Menurutnya, intelektual proletar harus berjuang untuk mendirikan kultur baru 
tempat di mana tak ada lagi orang ‘minum darah’ orang lain. Kultur itu harus 
dimulai dari pendidikan di sekolah-sekolah rendahan untuk anak-anak rakyat 
kebanyakan. “Di sekolah ini bukannya mengajar orang takut sama pemerintah tapi 
mendidik rasa merdeka dan rasa berkumpul dan nafsu berjuang melawan 
pemerintahan,” kata Aliarcham melanjutkan.
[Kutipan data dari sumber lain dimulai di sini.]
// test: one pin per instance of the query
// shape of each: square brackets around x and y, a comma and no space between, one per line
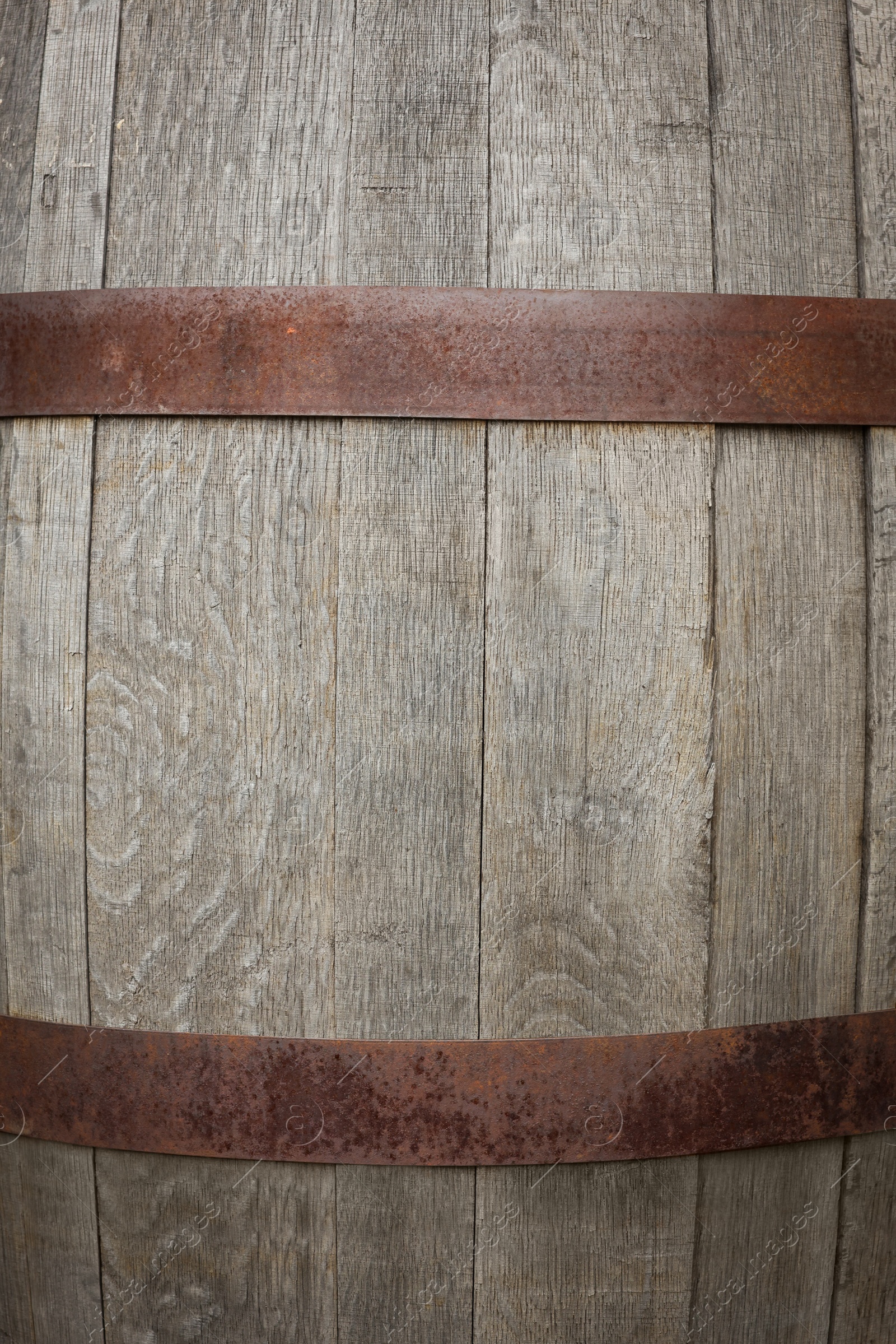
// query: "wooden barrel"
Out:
[414,729]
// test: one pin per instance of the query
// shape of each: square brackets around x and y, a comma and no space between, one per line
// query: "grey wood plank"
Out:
[213,625]
[55,1288]
[598,783]
[410,659]
[864,1304]
[790,638]
[22,41]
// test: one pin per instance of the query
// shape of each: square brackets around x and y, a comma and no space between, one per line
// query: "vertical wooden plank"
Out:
[22,42]
[42,695]
[790,638]
[864,1305]
[598,783]
[410,659]
[211,661]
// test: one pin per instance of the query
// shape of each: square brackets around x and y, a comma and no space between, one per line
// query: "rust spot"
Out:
[452,1103]
[456,354]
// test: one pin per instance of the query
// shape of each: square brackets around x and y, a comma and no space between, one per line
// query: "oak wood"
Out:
[213,659]
[54,1291]
[790,661]
[22,42]
[864,1305]
[410,659]
[598,675]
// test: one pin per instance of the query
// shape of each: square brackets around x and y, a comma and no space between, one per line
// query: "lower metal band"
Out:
[449,1103]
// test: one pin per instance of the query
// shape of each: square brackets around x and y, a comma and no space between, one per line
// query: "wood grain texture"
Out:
[598,783]
[864,1303]
[55,1287]
[410,659]
[790,634]
[213,659]
[22,42]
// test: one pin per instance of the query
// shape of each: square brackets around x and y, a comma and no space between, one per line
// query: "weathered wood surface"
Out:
[598,784]
[864,1304]
[325,663]
[49,1198]
[213,662]
[410,659]
[789,734]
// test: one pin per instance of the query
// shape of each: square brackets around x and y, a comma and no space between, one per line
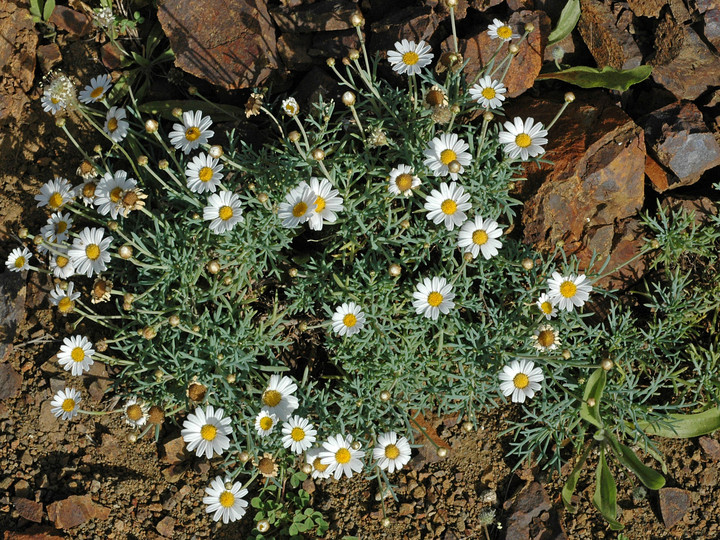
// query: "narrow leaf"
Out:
[568,19]
[607,77]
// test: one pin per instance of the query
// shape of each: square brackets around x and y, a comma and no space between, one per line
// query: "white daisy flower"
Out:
[65,403]
[225,499]
[445,149]
[348,319]
[76,354]
[546,306]
[192,133]
[110,192]
[391,453]
[403,180]
[223,211]
[545,338]
[290,107]
[448,205]
[298,434]
[299,206]
[501,30]
[568,292]
[410,58]
[265,422]
[327,203]
[90,253]
[51,103]
[488,93]
[524,139]
[96,90]
[55,193]
[520,380]
[320,470]
[19,260]
[203,174]
[115,124]
[64,299]
[278,397]
[340,457]
[480,236]
[136,412]
[432,297]
[207,431]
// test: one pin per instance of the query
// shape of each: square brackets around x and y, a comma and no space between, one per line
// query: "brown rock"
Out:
[674,504]
[230,45]
[323,16]
[609,45]
[71,21]
[28,509]
[679,141]
[75,510]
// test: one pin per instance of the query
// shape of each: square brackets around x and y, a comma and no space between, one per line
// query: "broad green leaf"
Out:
[607,77]
[593,389]
[684,426]
[605,496]
[568,19]
[571,482]
[651,478]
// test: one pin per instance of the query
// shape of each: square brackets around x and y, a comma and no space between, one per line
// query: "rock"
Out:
[49,56]
[322,16]
[682,62]
[680,143]
[674,504]
[75,510]
[73,22]
[595,183]
[28,509]
[239,52]
[609,45]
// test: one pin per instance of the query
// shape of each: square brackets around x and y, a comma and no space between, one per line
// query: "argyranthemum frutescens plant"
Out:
[364,253]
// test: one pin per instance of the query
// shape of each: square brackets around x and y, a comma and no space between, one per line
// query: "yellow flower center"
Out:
[205,174]
[192,134]
[568,289]
[404,181]
[92,251]
[391,451]
[434,299]
[342,456]
[77,354]
[504,32]
[480,237]
[266,423]
[226,499]
[272,398]
[55,200]
[208,432]
[521,381]
[447,156]
[299,209]
[225,213]
[448,207]
[68,405]
[523,140]
[410,58]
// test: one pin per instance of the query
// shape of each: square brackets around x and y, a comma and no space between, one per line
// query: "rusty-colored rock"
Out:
[679,141]
[230,45]
[75,510]
[607,43]
[674,504]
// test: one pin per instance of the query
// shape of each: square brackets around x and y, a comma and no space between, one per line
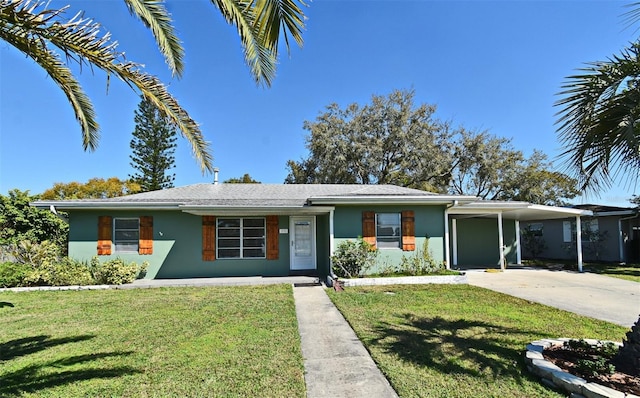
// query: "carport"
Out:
[507,216]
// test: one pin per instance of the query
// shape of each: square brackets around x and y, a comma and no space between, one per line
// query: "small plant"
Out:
[594,367]
[13,274]
[116,271]
[353,258]
[421,262]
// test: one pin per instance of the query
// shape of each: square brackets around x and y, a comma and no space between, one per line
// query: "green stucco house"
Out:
[218,230]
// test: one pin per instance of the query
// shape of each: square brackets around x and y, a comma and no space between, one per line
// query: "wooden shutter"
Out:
[272,238]
[408,231]
[105,225]
[369,227]
[145,245]
[208,238]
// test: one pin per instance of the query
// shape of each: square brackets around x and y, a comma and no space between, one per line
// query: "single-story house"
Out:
[609,234]
[215,230]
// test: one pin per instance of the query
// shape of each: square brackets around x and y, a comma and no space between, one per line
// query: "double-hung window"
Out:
[241,238]
[126,234]
[388,231]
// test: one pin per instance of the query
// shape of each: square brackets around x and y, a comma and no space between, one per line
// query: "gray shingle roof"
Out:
[263,194]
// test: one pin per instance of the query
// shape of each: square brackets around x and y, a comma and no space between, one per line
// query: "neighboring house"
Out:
[212,230]
[610,234]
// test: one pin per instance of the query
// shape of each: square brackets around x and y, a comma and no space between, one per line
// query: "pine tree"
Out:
[153,145]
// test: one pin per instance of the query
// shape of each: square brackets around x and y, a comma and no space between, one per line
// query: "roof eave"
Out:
[390,199]
[204,210]
[102,205]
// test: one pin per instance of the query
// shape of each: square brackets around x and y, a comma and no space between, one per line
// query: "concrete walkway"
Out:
[602,297]
[335,361]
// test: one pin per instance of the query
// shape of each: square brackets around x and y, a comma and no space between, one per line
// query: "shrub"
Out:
[116,271]
[70,272]
[13,274]
[353,258]
[421,262]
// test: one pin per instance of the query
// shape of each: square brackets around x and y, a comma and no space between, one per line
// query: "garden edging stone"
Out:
[553,376]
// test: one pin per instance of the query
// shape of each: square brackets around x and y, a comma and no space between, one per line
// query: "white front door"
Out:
[302,242]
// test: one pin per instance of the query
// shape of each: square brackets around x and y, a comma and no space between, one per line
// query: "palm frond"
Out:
[599,120]
[80,41]
[155,16]
[18,21]
[259,23]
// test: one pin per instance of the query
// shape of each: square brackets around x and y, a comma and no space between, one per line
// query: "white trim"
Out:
[256,211]
[314,257]
[113,235]
[241,237]
[391,199]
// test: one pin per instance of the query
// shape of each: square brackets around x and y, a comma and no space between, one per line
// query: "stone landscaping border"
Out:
[406,280]
[555,377]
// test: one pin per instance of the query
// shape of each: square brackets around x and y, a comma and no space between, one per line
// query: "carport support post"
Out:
[454,240]
[500,241]
[446,239]
[579,242]
[518,249]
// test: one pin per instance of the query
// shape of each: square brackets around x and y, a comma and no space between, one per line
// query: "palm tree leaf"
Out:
[259,23]
[79,39]
[155,16]
[17,21]
[599,120]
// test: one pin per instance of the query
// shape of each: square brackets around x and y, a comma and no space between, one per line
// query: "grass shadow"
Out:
[615,270]
[36,377]
[29,345]
[462,346]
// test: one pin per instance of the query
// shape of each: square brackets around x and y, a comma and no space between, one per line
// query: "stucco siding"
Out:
[177,247]
[557,248]
[478,241]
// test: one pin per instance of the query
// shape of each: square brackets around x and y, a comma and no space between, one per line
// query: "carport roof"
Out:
[522,211]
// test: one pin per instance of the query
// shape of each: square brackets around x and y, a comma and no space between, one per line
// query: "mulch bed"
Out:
[566,360]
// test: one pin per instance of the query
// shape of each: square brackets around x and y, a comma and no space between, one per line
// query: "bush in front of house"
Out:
[421,262]
[116,271]
[352,258]
[41,264]
[13,274]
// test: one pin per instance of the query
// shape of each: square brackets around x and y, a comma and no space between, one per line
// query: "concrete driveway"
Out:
[597,296]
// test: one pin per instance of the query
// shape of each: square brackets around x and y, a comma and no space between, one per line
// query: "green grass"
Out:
[458,340]
[218,341]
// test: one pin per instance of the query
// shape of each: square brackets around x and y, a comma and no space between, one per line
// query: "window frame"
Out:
[116,241]
[241,238]
[397,232]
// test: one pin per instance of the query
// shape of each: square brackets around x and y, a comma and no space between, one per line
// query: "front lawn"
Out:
[215,341]
[458,340]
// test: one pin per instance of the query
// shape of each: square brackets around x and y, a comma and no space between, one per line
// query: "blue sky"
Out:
[487,65]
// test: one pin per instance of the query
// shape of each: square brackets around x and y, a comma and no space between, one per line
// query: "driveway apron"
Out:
[335,361]
[596,296]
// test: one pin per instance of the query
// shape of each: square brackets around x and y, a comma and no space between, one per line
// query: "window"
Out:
[589,230]
[241,238]
[126,234]
[388,233]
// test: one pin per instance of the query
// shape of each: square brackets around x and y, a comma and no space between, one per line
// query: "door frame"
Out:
[314,257]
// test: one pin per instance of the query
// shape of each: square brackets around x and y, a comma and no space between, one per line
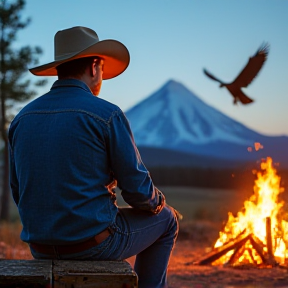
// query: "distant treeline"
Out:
[208,178]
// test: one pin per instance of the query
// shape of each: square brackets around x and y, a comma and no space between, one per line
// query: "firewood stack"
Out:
[239,247]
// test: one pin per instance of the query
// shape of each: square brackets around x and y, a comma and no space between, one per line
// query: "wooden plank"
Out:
[25,273]
[98,274]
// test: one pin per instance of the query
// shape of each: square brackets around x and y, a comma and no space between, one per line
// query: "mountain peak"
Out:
[175,119]
[174,116]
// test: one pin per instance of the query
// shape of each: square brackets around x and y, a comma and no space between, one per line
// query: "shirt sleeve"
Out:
[131,174]
[13,178]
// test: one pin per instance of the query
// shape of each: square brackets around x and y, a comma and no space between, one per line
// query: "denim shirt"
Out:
[66,149]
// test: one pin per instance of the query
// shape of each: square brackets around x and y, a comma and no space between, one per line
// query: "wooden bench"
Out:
[66,274]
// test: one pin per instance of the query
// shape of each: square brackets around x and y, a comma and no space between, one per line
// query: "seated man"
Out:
[69,150]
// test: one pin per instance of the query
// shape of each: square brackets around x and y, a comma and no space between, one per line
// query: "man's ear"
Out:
[92,70]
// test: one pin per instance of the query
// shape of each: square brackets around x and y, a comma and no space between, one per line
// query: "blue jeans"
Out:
[150,237]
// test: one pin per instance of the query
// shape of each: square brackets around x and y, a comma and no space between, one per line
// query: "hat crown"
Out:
[70,42]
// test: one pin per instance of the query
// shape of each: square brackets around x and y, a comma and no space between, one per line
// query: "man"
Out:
[69,150]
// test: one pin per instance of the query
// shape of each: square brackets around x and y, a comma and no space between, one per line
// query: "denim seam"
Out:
[96,117]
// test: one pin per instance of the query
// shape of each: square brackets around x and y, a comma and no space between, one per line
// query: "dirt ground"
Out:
[194,240]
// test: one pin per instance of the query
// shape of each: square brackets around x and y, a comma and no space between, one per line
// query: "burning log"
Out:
[258,246]
[254,245]
[220,251]
[271,259]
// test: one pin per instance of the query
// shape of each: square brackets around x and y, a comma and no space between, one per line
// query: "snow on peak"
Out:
[174,115]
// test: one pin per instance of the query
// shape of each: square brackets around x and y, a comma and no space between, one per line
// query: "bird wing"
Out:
[253,66]
[244,99]
[212,76]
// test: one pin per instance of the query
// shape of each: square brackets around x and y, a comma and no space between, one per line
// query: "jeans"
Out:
[150,237]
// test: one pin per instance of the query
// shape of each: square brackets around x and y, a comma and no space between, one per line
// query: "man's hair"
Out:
[74,68]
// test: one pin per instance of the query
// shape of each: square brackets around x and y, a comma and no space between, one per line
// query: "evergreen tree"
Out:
[14,83]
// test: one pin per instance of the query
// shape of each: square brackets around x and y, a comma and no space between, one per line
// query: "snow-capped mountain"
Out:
[175,119]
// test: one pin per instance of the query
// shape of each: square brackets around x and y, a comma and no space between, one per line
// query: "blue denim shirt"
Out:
[66,149]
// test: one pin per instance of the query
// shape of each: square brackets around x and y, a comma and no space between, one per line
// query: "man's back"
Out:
[59,143]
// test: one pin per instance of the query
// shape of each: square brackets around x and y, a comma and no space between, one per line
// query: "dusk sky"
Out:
[176,40]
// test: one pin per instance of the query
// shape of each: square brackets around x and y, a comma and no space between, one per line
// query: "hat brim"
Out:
[115,55]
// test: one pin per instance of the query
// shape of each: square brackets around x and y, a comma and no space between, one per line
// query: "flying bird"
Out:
[246,76]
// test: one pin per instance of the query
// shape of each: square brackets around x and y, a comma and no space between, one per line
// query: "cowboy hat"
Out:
[78,42]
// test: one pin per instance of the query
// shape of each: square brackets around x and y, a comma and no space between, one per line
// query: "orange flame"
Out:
[252,219]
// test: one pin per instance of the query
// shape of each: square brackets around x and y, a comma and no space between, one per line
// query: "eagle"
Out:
[246,76]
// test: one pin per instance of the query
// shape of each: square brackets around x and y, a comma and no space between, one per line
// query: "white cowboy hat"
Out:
[78,42]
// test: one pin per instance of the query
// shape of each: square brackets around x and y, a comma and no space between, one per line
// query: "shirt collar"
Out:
[70,83]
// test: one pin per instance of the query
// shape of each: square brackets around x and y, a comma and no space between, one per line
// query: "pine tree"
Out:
[14,83]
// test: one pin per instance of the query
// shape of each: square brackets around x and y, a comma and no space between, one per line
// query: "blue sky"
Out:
[170,39]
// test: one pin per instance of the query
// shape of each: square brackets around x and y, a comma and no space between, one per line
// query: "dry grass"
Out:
[11,247]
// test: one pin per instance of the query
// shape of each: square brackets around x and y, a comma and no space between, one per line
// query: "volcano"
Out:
[174,127]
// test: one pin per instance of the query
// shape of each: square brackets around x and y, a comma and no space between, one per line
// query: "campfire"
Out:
[258,235]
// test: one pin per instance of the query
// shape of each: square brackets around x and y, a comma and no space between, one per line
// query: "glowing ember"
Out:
[263,205]
[258,146]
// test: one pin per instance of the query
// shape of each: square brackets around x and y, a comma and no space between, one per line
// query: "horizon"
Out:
[169,40]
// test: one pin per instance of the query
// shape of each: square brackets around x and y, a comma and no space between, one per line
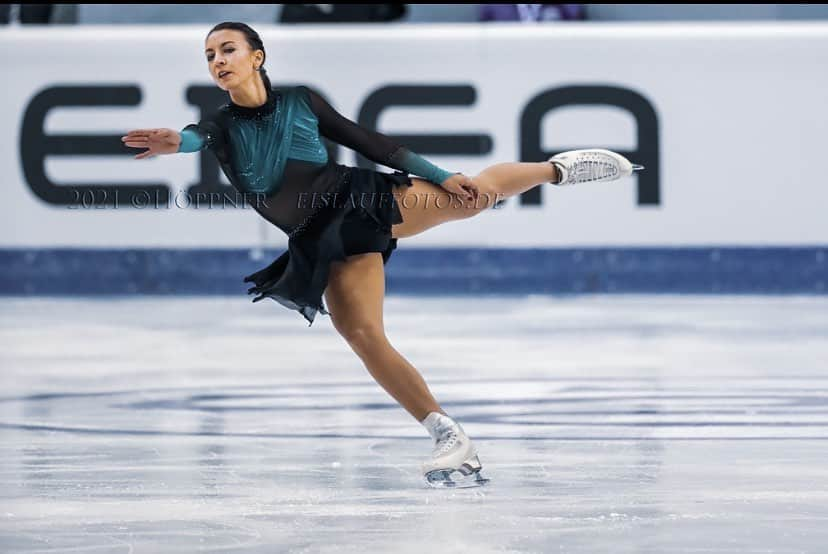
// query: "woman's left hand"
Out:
[461,185]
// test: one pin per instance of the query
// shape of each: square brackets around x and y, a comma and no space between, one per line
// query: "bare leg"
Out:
[425,205]
[354,297]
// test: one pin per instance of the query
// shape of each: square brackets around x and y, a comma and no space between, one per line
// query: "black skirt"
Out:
[356,220]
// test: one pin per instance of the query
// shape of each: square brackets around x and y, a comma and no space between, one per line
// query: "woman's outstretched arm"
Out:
[167,141]
[382,149]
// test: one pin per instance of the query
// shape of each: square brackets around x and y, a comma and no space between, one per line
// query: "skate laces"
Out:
[446,443]
[592,167]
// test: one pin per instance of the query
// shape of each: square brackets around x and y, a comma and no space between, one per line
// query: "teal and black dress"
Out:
[328,211]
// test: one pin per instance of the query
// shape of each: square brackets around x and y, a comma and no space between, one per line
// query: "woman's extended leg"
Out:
[425,205]
[354,297]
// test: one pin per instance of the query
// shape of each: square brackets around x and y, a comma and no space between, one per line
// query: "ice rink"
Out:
[646,424]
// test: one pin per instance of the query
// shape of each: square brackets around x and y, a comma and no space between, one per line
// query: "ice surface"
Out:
[650,424]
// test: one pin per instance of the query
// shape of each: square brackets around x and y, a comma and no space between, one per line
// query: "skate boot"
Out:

Semarang di era Aliarcham mengajar di sekolah-sekolah PKI awal awal-awal 
1920-an, adalah pusat gerakan buruh revolusioner yang Berjaya dengan aksi-aksi 
pemogokan. Di sisi lain, pertentangan antar faksi di Serekat Islam memuncak 
antara SI Putih di Yogyakarta dan SI Merah di Semarang. Perpecahan itu makin 
tak terjembatani setelah pemberlakuan disiplin partai yang diusung SI 
Yogyakarta.

Belakangan, atas usul Aliarcham SI Merah berganti nama menjadi Sarekat Rakyat 
untuk menarik batas tegas dengan golongan kolaborator yang bergerak menjauhi 
massa rakyat. Ia juga sekaligus ditunjuk sebagai ketua SR.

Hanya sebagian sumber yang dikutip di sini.